I, for one, in my heart, still can't quite see it as plausible that the U.S. president will simply refuse to accept the results of an election and cling to power, dismantling our democratic institutions and asserting authoritarian rule.
So too, it seems absurd to me to think that the COVID-19 crisis might last for years, proving impossible to contain or inoculate against, and leading to economic depression and mass death on a global scale.
Yet, why should I regard these things as so unlikely? History is replete with examples of political orders that have broken down and vanished—even ones that had previously lasted for centuries. Economies have crumbled and prevailing standards of value proved meaningless. Why should I think that it could never possibly happen to me? To us?
As D.H. Lawrence aptly put it—to quote once again his poem on the "Latter-Day Sinners": Why should the deluge wait while these young gentry go on eating good dinners for fifty more long years? Why should our Latter-Day sinners expect such a long smooth run for their very paltry little bit of money?
So what is irrational fear, and what is truth? If this coming November election proceeds as planned, if Trump is voted out and—with however much grumbling—leaves office, if the economy manages to right itself from its current downward spiral—then all of this will be seen by future generations as paranoid delusion. Or at the very least as overdone.
But we lack the benefit of their view. We are like Melville's characters living through the Age of Revolution and the Napoleonic Empire. We don't know where these events are taking us. We have no standard of comparison. Nothing like this has ever happened in the past, and so we cannot judge what its outcome will be.
I don't think the U.S. president will dismantle democratic institutions. Because it's never happened before. But then: we've never had a president like this one before.
I don't think the economy will suffer a catastrophic "double-dip" from the COVID-19 recession, leading to a debt crisis on top of the contraction and wiping out financial institutions. But then, we've never had a global crisis exactly like this one before, posing such a massive threat of a coordinated global contraction in economic activity.
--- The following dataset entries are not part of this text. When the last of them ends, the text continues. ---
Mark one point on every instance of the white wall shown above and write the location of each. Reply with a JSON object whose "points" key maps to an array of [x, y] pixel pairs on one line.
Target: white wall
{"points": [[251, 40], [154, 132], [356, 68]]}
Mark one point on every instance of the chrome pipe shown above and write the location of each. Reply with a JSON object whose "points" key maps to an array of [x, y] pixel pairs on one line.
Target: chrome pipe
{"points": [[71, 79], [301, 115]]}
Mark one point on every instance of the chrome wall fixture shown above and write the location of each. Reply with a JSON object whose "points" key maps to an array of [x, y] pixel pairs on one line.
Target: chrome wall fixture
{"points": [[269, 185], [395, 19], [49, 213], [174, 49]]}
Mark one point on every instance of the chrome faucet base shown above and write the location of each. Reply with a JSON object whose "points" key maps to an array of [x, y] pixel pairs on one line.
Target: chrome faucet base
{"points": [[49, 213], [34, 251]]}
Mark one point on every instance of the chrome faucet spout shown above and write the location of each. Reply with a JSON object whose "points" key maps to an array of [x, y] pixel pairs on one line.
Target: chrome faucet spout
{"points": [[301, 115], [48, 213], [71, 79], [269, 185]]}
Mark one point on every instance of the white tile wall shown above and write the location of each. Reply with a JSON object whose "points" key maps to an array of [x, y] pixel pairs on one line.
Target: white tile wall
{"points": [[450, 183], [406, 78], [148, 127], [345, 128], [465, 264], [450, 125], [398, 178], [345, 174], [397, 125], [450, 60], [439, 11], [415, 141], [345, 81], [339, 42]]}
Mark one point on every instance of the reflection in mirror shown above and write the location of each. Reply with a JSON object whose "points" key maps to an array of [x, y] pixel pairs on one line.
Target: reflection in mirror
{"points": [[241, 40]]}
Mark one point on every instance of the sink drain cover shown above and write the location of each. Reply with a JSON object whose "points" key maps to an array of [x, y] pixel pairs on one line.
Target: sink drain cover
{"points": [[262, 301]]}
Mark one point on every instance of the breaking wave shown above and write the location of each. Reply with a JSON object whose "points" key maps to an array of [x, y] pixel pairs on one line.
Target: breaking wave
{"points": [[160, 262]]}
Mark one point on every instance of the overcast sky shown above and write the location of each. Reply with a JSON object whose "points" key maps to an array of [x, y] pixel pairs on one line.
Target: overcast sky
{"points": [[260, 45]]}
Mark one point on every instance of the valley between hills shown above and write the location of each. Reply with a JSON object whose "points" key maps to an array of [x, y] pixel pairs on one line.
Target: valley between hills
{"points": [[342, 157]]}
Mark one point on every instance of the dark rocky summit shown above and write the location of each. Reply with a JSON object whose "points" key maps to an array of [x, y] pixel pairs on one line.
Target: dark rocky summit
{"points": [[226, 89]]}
These things are not past history to us. They are our present reality. And so we are faced with the terrible contingency of events, rather than the hypostatized necessity that hindsight is so ready to impute.
Why shouldn't the worst happen, therefore? Why should the deluge wait another fifty long years? We are like Lifton, confronting the paranoiac who dreads the coming end of the world. And, just like Lifton, we are unable to tell that suffering soul that their fears are wholly unreasonable. We are struggling to sort out in our own mind what are the limits of the possible.
We are living in an age of pandemic and resurgent authoritarianism. Things we thought to be unthinkable have already come to pass. How many more will come?